President Obama’s judicial nominees from the Bay Area are too controversial for confirmation.
That’s the word from Washington, the Associated Press is reporting.
In a deal with Senate Republicans, at least 19 of the president’s picks will win approval before Congress breaks. In exchange, Democrats won’t call for a vote on four of the picks that conservatives have groused most about.
San Francisco Magistrate Judge Edward Chen and UC-Berkeley School of Law professor Goodwin Liu are among the four.
Chen, who was nominated for a promotion to an Article III spot, has faced GOP opposition largely because of his work as a staff attorney for the ACLU.

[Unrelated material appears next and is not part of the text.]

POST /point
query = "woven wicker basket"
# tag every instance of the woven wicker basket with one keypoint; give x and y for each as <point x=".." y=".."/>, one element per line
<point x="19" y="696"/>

Liu, a nominee for the Ninth Circuit U.S. Court of Appeals, also has been painted as too liberal. Liu also gets flak for his own criticism of a judicial nominee -- Samuel Alito. Liu was deeply critical of Alito’s rulings prior to him getting a seat on the U.S. Supreme Court.
The AP says the deal pertains to the president’s “non-controversial” nominees. Maybe Northern District nominee Edward Davila is among them. The Santa Clara County Superior Court judge who would succeed Judge Marilyn Hall Patel won unanimous approval by a Senate committee earlier this month and has escaped the kind of harsh criticism the GOP had of Chen and Liu.
A spokesperson for Sen. Barbara Boxer, who recommended Davila, didn’t immediately have an answer on his chances.
I GUESS THEY CALL THIS "CHECK AND BALANCES". THIS PROVES ONE THING, JUDGES ARE PICKED BY POLITICAL JUDICIAL PHILOSOPHY. WHICH MEANS THAT AT LEAST THE SENATORS KNOWN THIS SO STOP TEACHING LAW STUDENTS THAT JUDGES ARE PURE AND NOT BIAS (ITS TO LATE FOR ATTYS TO ACKNOWLEDGE THIS).